Two Victoria men have been convicted of causing unnecessary suffering to an animal and failing to provide it sufficient care before hanging the horse from an excavating machine.

In what the B.C. SPCA calls a shocking case of animal abuse, 27-year-old Jalupae, an Appaloosa horse, was found starved and hanging on a Brentwood Bay property, east of Victoria, in 2009.

Provincial court Judge Sue Wishart ruled David Whiffin and Clayton Cunningham were guilty of not providing enough food or proper veterinary care to the horse during its life.

However, the men were not found guilty of killing the animal.

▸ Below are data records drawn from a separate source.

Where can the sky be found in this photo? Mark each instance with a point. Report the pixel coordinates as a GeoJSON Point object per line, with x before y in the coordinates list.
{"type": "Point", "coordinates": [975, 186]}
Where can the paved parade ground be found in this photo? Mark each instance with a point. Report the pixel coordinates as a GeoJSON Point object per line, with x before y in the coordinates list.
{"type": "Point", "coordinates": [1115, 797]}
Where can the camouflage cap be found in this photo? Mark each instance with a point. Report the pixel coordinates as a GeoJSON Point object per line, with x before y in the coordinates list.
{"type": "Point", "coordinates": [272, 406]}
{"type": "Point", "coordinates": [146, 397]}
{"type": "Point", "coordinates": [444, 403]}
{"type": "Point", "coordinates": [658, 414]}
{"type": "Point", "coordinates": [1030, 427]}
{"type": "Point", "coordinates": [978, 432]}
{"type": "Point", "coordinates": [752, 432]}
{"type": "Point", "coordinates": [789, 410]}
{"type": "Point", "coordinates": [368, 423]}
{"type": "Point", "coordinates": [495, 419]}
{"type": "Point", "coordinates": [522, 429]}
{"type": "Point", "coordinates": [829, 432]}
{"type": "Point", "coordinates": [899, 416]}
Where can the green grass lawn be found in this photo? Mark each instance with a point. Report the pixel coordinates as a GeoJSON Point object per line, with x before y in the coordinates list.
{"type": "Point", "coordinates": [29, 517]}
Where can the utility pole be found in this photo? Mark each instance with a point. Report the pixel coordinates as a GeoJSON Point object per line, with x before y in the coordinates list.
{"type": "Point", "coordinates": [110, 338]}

The court ruled there was not enough evidence to prove the horse suffered before its death.

'Horrific animal cruelty'

B.C. SPCA spokesperson Marcie Moriarty said the case points to a loophole that makes it difficult to convict suspects for killing an animal.

"It is ludicrous that, in this country, someone who intentionally kills an animal by hanging them from a backhoe cannot be convicted under our Criminal Code," she said

"We deal with horrific animal cruelty every day in our work, but this case was particularly heinous."

Moriarty said the case proves tougher legislation is required.

"It is disturbing enough that these individuals allowed Jalupae to starve to the point of emaciation, but any reasonable person would have called a veterinarian to the property if they planned to euthanize the animal," she said. "They certainly had other options than hanging that poor animal to death."

Whiffin and Cunningham face a maximum fine of $10,000, up to 18 months in jail and a prohibition on owning animals.

A date has not been set for sentencing.